Suburban homeowners also will want to check with their neighborhood association when it comes to a major driveway revamping. When it comes to changing out the surface, says Dussling, “most of the neighborhoods, front porch and the sidewalks they’ll kind of let you get away with.” But driveways are a different matter. “They really want to have a say in a driveway. They want approval on that,” Dussling says. “We also have neighborhoods that will have 20 or 30 houses in the neighborhood that will say, ‘hey, we want to do the whole neighborhood the same.’ They’ll pick a deal and we’ll do every driveway in the neighborhood the same,” says Dussling, to lend uniformity to the neighborhood.

As with everything home improvement, there are cresting trends in driveway design. One of the more popular options Sudlow has seen for new driveways is stamped concrete in which a pattern such as flagstone, stone, brick or cobblestone is stamped into tinted concrete. To save money, rather than stamping the entire driveway, only one portion often is done. “Typically what’s done is something called the apron, which is the last part of the driveway before you get to the street,” says Sudlow, of the last 10 to 12 feet of the driveway.

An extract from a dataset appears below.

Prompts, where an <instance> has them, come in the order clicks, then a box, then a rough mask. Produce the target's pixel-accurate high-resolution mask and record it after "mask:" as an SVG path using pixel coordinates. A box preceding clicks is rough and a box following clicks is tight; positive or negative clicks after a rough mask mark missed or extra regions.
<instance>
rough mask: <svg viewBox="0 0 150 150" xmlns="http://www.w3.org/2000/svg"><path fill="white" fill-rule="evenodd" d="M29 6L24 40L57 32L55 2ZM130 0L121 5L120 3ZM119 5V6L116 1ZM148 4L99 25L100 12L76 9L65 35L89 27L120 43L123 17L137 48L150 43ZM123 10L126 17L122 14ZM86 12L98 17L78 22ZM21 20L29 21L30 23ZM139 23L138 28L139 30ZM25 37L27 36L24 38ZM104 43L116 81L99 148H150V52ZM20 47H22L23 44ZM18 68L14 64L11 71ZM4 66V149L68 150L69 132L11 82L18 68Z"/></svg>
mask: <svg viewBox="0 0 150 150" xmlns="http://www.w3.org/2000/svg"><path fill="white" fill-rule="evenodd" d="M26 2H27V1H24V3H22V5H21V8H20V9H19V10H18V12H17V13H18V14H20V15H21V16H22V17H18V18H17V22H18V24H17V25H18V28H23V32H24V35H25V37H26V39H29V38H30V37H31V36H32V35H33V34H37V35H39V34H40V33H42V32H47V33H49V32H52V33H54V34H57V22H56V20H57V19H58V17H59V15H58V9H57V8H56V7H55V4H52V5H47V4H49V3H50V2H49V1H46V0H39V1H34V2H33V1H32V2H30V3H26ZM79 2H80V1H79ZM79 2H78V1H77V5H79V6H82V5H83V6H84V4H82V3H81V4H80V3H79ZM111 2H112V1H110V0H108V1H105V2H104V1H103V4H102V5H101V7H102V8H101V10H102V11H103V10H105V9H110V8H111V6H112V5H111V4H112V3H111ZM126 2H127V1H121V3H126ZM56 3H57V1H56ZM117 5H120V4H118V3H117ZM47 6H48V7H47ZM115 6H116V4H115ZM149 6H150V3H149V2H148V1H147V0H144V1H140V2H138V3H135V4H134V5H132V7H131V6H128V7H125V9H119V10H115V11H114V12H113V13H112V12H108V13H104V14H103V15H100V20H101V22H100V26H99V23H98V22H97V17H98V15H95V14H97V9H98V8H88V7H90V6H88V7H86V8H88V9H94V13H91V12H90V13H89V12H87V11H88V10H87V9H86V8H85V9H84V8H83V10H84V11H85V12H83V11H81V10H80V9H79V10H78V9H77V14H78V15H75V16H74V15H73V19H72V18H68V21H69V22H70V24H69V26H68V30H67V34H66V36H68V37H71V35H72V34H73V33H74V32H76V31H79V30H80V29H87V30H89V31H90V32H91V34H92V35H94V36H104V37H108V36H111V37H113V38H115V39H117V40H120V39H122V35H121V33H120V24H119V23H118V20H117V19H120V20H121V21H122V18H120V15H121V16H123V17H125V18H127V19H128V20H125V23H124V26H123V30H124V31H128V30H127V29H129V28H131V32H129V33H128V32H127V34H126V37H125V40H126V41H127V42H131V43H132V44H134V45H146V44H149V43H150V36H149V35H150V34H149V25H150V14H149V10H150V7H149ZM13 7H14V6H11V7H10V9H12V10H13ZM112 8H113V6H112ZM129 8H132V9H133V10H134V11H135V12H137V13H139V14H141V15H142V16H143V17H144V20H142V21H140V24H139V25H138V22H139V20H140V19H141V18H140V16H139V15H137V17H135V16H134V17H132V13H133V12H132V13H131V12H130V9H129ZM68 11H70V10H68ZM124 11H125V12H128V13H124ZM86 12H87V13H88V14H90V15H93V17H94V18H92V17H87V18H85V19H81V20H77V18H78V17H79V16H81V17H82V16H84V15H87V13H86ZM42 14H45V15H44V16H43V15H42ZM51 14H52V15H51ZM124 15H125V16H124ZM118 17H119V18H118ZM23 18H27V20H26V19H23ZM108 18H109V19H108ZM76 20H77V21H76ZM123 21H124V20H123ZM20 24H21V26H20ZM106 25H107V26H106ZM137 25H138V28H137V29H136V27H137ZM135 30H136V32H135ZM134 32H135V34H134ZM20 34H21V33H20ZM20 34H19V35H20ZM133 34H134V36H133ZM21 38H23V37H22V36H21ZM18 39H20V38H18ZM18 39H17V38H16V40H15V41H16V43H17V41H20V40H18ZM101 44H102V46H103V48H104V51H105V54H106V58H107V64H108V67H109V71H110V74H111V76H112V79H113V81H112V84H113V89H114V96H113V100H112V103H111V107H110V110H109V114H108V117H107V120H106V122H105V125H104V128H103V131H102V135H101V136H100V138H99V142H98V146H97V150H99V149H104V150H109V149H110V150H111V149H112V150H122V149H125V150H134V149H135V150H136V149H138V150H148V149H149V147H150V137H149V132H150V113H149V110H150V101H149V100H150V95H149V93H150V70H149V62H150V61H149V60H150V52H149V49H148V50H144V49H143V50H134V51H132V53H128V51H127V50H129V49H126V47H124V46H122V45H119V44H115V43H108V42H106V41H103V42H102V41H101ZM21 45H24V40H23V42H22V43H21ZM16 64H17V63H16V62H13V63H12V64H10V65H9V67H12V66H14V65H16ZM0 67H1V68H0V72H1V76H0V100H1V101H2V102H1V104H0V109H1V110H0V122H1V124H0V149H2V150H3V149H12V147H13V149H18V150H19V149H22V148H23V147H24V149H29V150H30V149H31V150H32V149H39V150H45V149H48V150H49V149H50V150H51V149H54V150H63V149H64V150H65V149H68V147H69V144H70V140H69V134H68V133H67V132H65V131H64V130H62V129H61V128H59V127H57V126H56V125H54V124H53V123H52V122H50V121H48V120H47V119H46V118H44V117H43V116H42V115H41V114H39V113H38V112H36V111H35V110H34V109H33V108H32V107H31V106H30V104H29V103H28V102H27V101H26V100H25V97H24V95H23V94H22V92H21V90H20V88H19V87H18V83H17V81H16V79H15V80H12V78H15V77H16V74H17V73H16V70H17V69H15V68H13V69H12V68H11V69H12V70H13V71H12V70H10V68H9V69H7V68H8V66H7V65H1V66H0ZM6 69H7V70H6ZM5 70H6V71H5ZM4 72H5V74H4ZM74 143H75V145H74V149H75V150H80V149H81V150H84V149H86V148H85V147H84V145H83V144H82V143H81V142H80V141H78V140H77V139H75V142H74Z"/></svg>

With so many front-and-center driveways serving as visible components of the home’s architecture, the opportunities to embellish and customize them have exploded. Homeowners are choosing various stamped patterns, tints and textured surfaces at an array of price points to bring distinction to a surface that might have previously been ignored. Trompe l’oeil options, in which paint or stamps are used to mimic the effect of stone or brick, is especially popular.